祖母は8年前に亡くなった。79歳だった。最後にあったのは亡くなる2週間ほど前だった。大学の帰りに寄ると、祖母は縁側で豆をむいていた。私が隣に座ると、ざるを半分こちらに寄せてよこした。

「死野。大学は面白いかい?」

「うん。まあ、ぼちぼち。奨学金のこと考えると、たまに怖くなる」

祖母は豆をむく手を止めなかった。

「借りた金は返せばいい。返せる仕事につけばいい」

「そんなに簡単かな?」

「簡単じゃないよ。でもね、死野。自分の食いを自分で稼ぐ人間を、みっともないなんて言うやつがいたら、そいつの方がよっぽどみっともない」

私はその時、意味がよくわからないまま「うん」と頷いた。その言葉の意味を私が本当に分かるのは、それから随分先のことになる。

葬儀の日、姉は来なかった。予定があるからと言っていたらしい。私の手元に残ったのは、小学生の時に握らされたあのがま口だけだった。それが祖母の唯一の形見になった。今も私はそれをバッグに入れて持ち歩いている。中にはあの日に残った100円玉と10円玉が、そのまま入っている。

社会に出て4年になる。給料は手取りで19万円ほど。そこから奨学金の返済が毎月1万4000円出ていく。家には3万円入れる。そして、姉のために作った借金の返済が月3万円乗る。食費と日用品を引くと、自由に使えるのは5万円ほどだった。

だから私はよく歩いた。会社から駅までバスで10分かかるところを、歩けば40分だ。元気のいい日は歩いて、雨の日だけバスに乗る。バス代は片道230円。1ヶ月にすればおよそ1万円になる。その1万円が、私にはどうしても惜しかった。

それでもやっていけるはずだった。実際にはそうならなかったのは、姉が時々私の部屋に来るからだ。

「死野、5万円貸して。今月だけだから」

その「今月だけ」を、私は何度聞いたか分からない。断ると、母が出てくる。

「姉妹なんだから助け合いなさい」

前の年の秋には、姉が作った32万円の借金を私が肩代わりした。分割で返している最中だった。姉は1度も返すとは言わなかった。ありがとうとも言わなかった。

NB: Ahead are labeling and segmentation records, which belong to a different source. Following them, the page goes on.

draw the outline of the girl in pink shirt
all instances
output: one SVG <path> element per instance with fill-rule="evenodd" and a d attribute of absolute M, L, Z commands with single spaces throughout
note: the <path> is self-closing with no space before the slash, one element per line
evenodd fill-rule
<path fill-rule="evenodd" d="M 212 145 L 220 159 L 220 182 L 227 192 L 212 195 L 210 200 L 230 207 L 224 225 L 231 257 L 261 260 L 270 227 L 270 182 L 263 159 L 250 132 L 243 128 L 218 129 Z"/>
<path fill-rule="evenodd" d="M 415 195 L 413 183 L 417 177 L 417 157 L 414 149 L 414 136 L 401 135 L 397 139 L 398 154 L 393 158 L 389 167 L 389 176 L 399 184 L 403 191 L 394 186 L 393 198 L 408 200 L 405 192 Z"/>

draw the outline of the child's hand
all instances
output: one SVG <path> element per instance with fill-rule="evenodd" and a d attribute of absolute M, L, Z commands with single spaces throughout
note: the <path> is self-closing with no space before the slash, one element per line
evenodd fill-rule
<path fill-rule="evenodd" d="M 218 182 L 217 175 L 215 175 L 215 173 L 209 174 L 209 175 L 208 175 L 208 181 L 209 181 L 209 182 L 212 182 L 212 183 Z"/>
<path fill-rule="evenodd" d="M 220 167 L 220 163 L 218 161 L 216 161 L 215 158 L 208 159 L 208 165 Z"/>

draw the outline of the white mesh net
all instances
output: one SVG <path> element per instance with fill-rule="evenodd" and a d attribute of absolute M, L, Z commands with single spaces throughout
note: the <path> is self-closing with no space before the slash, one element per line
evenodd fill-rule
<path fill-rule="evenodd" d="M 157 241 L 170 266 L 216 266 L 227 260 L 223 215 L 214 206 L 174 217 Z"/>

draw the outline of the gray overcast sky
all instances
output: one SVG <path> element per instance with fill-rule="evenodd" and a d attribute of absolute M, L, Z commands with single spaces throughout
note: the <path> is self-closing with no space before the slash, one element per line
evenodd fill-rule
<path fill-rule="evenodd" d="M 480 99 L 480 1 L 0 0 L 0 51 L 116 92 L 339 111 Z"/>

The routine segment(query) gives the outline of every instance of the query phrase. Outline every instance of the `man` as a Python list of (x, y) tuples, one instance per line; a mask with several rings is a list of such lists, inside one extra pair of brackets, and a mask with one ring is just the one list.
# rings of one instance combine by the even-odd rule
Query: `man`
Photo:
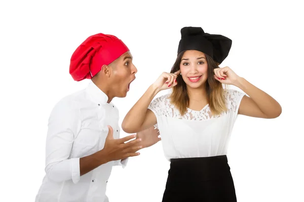
[(62, 98), (51, 113), (46, 175), (36, 201), (108, 201), (112, 166), (124, 167), (137, 150), (160, 140), (154, 128), (135, 140), (129, 141), (135, 135), (119, 139), (119, 112), (111, 100), (126, 96), (137, 71), (128, 48), (115, 36), (91, 36), (75, 50), (70, 74), (92, 82)]

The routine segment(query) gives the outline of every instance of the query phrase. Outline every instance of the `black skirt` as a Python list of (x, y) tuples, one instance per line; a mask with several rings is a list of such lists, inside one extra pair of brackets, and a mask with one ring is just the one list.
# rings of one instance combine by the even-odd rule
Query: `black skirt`
[(171, 159), (163, 202), (236, 202), (227, 157)]

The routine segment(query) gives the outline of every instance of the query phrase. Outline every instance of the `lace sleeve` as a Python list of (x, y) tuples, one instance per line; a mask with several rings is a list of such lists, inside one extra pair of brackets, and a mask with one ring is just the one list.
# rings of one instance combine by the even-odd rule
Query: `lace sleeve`
[(237, 114), (239, 111), (241, 100), (245, 93), (234, 89), (226, 89), (227, 108)]
[[(162, 96), (154, 99), (148, 107), (148, 109), (151, 110), (156, 117), (156, 119), (158, 122), (159, 117), (162, 116), (163, 112), (164, 111), (164, 108), (165, 105), (164, 103), (166, 99), (166, 96)], [(158, 129), (158, 124), (156, 124), (154, 126)]]

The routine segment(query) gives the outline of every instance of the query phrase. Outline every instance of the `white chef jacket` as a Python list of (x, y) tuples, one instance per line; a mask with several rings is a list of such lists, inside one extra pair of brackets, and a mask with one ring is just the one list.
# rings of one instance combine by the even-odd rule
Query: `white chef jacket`
[(200, 111), (189, 108), (183, 116), (171, 104), (170, 94), (154, 99), (148, 109), (155, 114), (165, 156), (171, 159), (226, 155), (231, 133), (245, 95), (224, 89), (228, 110), (212, 116), (209, 105)]
[(108, 201), (105, 195), (112, 166), (128, 159), (103, 164), (80, 176), (79, 159), (103, 148), (110, 125), (120, 137), (119, 111), (94, 83), (67, 96), (53, 109), (48, 124), (46, 175), (35, 201)]

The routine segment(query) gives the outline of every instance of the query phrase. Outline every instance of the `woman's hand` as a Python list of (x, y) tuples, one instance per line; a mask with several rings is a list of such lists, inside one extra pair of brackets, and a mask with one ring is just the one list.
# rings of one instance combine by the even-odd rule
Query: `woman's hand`
[(215, 79), (225, 84), (236, 85), (240, 77), (229, 67), (214, 69)]
[(160, 91), (172, 88), (177, 84), (176, 78), (180, 73), (180, 70), (174, 73), (163, 72), (153, 85)]

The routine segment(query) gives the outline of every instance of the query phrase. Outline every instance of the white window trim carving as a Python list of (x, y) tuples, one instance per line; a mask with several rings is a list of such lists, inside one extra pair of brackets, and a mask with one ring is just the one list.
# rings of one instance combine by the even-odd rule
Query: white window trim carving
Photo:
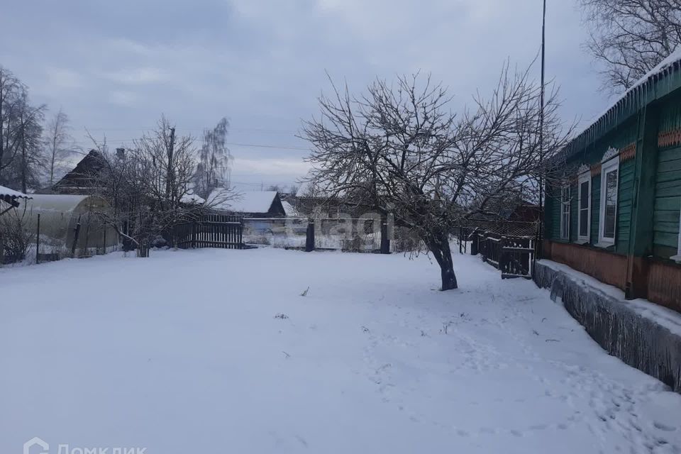
[[(598, 244), (597, 245), (602, 248), (613, 245), (615, 244), (615, 239), (617, 238), (617, 211), (619, 208), (619, 155), (616, 154), (614, 157), (611, 156), (606, 160), (606, 156), (613, 150), (617, 151), (615, 148), (611, 147), (608, 151), (605, 152), (605, 155), (603, 156), (603, 160), (602, 161), (603, 164), (601, 165), (601, 199), (599, 201), (601, 209), (599, 213)], [(603, 236), (605, 231), (605, 192), (607, 189), (606, 177), (609, 173), (615, 170), (617, 170), (617, 184), (615, 185), (616, 197), (615, 203), (615, 231), (613, 238), (609, 238)]]
[[(580, 173), (578, 180), (577, 180), (577, 194), (579, 195), (579, 200), (577, 202), (577, 238), (579, 240), (580, 243), (589, 243), (591, 240), (591, 169), (587, 167), (586, 170), (584, 170), (582, 167), (580, 170), (582, 170)], [(589, 183), (588, 194), (587, 196), (589, 198), (589, 204), (587, 206), (587, 235), (582, 236), (580, 235), (582, 233), (582, 197), (583, 194), (582, 194), (582, 184), (585, 182)]]

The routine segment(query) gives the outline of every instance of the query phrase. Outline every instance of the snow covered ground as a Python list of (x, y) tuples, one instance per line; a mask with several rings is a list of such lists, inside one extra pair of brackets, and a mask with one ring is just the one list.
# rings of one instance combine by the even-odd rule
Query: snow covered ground
[(531, 282), (455, 261), (447, 292), (397, 254), (0, 270), (0, 453), (681, 452), (681, 395)]

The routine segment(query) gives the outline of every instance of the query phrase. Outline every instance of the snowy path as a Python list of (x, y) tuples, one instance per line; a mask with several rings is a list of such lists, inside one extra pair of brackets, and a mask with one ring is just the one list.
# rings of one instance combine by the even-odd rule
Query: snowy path
[(455, 262), (448, 292), (399, 255), (0, 270), (0, 453), (681, 453), (681, 395), (532, 282)]

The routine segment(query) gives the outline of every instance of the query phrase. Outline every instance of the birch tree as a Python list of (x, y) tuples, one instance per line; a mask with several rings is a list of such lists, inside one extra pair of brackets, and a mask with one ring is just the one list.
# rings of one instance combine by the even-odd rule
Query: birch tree
[(45, 147), (47, 172), (50, 186), (55, 184), (55, 175), (64, 165), (64, 160), (74, 152), (73, 138), (69, 127), (69, 117), (61, 109), (52, 116), (45, 128)]

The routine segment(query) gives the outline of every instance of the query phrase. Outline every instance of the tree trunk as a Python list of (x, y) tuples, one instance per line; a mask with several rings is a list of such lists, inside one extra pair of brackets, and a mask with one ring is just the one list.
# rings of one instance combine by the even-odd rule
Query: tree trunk
[(444, 291), (458, 289), (456, 275), (454, 273), (454, 261), (452, 260), (452, 251), (449, 248), (449, 236), (446, 233), (433, 235), (426, 243), (440, 265), (441, 289)]

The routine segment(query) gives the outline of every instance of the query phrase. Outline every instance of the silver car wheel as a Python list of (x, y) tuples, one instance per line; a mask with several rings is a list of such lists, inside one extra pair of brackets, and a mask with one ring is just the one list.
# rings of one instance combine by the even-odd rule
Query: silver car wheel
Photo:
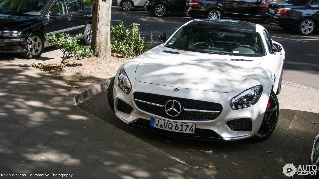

1度だけ、我慢の限界が来たことがある。その冬、姉が私のクレジットカードを勝手に使って4万円ほど買い物をした時だ。

「勝手に使わないで」

「え、そんなに怒ること?」

姉は本当に不思議そうな顔をしていた。悪いと思っていないのではなく、そもそも悪いことをしたと理解していない顔だった。母が間に入ってきて言った。

「死野、あんたが騒ぐと家の中が暗くなるでしょう」

私はそれで黙った。黙ったというより、言う相手がいないことに気づいたのだ。

その縁談が家に持ち込まれたのは、前の年の暮れのことだった。話を持ってきたのは、父の会社が長く世話になっている大島会長だ。父より20歳ほど年上で、父にとっては頭の上がらない相手らしかった。大島会長は、父の会社にとって仕事の半分以上を出してくれる元受けだった。そこの会長が持ってきた話を、父が断れるはずもなかった。

父はその日、珍しく機嫌が良かった。

「大島会長がな、うちの娘にどうかという話をくださった」

「どういう方なの?」

「倉本さんという人だ。34歳。会長の古い知り合いの息子さんだそうだ」

「お仕事は?」

父はそこで少しだけ口ごもった。

「今はしていないらしい」

台所が静かになった。

「していないって。それは無職ということでしょ」

「会長が言うには、悪い人ではないと」

「悪くなくたって、お金がなければ話にならないじゃないの」

そう言いながらも、母は断るとは言わなかった。父にとってこの縁談は、大島会長の顔を立てるという意味を持っていたからだ。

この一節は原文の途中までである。